Le volume d’appels augmente lors des périodes d’épidémies de grippe ou de gastro-entérites ou d’épisodes météorologiques violents. Si ce nombre baisse, constate le ministère de la Santé et des services sociaux du Québec, le développement des soins en ambulatoire rend les appels plus complexes à gérer. Le taux d’accès du service est élevé, 85 %, et le temps d’attente moyen n’est que de six minutes.

Renseigner, conseiller

Les appels au 811 émanent de personnes qui ont besoin de renseignements théoriques, d’un conseil pratique ou d’être rassurées par rapport à un problème de santé (fièvre d’un enfant, arrêt du tabac, piqûre d’insecte, inquiétude pendant la grossesse, souci face à une maladie chronique…). Les répondantes recueillent des renseignements personnels (confidentiels mais non obligatoires) et évaluent la nature de la demande et son éventuel degré d’urgence. Elles peuvent renseigner, conseiller des mesures pour surveiller son évolution ou l’améliorer, ou encore orienter les appelants vers des services appropriés (médecin, service hospitalier, centre spécialisé, centre de santé communautaire, etc.). Elles se basent notamment sur des guides rédigés par les services de santé officiels en lien avec les sociétés savantes. Le service répond aussi de manière plus individualisée aux patients qui sont soignés à domicile et ont accepté la transmission de leurs données au service Info santé. Les infirmières peuvent inscrire leur intervention dans le plan de soin de la personne.

Expérience clinique

Les quelque 600 infirmières qui répondent au 811 travaillent depuis les quinze établissements qui gèrent le service dans les régions. Mais les appels ne sont pas régionalisés : un appelant de Montréal peut tomber sur une infirmière de Gaspésie.

Les infirmières travaillent à plein temps ou pas et sont soigneusement sélectionnées, indique le ministère de la Santé. Elles doivent faire preuve d’un positionnement réflexif et d’une expérience clinique riche et variée pour pouvoir évaluer une problématique de santé sans voir le patient. Elles reçoivent une formation de dix jours minimum avant leur première affectation et bénéficient d’un tutorat. Le service n’a pas fait l’objet d’une évaluation globale récente mais en 2019, seuls 16 % des appels ont conduit les infirmières à conseiller aux appelants de se rendre aux urgences. Les données qualitatives sur la nature des appels servent en tout cas à la veille sanitaire dans les quinze régions concernées.

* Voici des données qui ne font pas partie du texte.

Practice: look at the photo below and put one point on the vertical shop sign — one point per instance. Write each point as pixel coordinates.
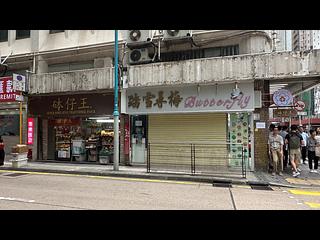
(127, 136)
(30, 130)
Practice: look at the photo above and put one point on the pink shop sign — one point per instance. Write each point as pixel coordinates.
(189, 99)
(194, 102)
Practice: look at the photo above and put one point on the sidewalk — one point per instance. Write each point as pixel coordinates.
(306, 179)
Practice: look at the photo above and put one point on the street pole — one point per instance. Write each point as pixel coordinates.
(309, 110)
(20, 115)
(116, 112)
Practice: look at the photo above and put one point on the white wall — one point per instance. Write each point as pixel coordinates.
(43, 41)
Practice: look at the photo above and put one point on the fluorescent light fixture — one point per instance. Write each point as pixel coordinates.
(105, 120)
(96, 118)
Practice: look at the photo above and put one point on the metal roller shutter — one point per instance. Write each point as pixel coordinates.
(186, 128)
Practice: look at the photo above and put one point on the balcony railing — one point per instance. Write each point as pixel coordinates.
(268, 66)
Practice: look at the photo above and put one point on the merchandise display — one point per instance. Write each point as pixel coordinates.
(239, 137)
(88, 140)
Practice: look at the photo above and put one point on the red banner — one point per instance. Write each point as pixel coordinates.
(7, 94)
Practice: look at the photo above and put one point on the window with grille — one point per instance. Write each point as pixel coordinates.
(21, 34)
(200, 53)
(3, 35)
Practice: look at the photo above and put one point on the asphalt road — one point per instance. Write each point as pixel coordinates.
(57, 191)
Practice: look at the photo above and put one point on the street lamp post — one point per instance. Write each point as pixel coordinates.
(116, 112)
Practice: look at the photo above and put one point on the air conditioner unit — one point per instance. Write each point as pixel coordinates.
(176, 34)
(140, 55)
(138, 37)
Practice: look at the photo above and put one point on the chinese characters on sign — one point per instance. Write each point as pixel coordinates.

« Le bon service au bon moment » – Philippe Lachance, directeur des services de proximité en santé physique au sein du ministère de la Santé et des Services sociaux du Québec

« Ce service offre aux personnes une meilleure prise en charge de leur santé ainsi qu’un apprentissage d’« auto-soins » qui pourront leur servir ultérieurement.

Il permet aussi d’éviter des déplacements non essentiels aux urgences. Les appelants sont mieux dirigés vers le bon service et le bon professionnel selon leur besoin, au bon moment. Le soir, la nuit ou en fin de semaine les personnes soignées à domicile peuvent aussi être mises en relation avec une infirmière de garde, un inhalothérapeute, un médecin en soins palliatifs ou autre. La ligne permet enfin de diffuser des messages de santé publique importants. Cette ligne contribue aussi à ne pas engorger les urgences des hôpitaux et à utiliser de façon optimale les ressources. Dans le cadre du 811, le personnel infirmier peut exercer sa profession dans un contexte d’intervention à distance et de répondre de manière qualitative aux préoccupations de la population en matière de soins de santé.

Note (01)

Deux régions (très peu peuplées) n’ont pas adopté le 811 : les Terres cries de la baie James et le Nunavik, à l’extrême nord du Québec. - Retourner au texte


Chiffres Clés

  • Population : 8,390 millions (2019).
  • PIB par habitant PPA : 40 156 $ US.
  • Part du PIB consacré à la santé : 13,2 % (2018).
  • Âge médian : 42,2 (2017).
  • Espérance de vie : 84,5 (femmes) et 80,6 (hommes) (2017).
  • Taux de saturation des urgences : 113 % (2020).
  • Médecins généralistes:pour 1 000 habitants : 1,10.
  • Dépenses de santé par habitant : 6 749 $ CA (2018).
  • Taux d’habitants de plus de 12 ans:ayant au moins un problème de santé chronique : 48,7 % (2016).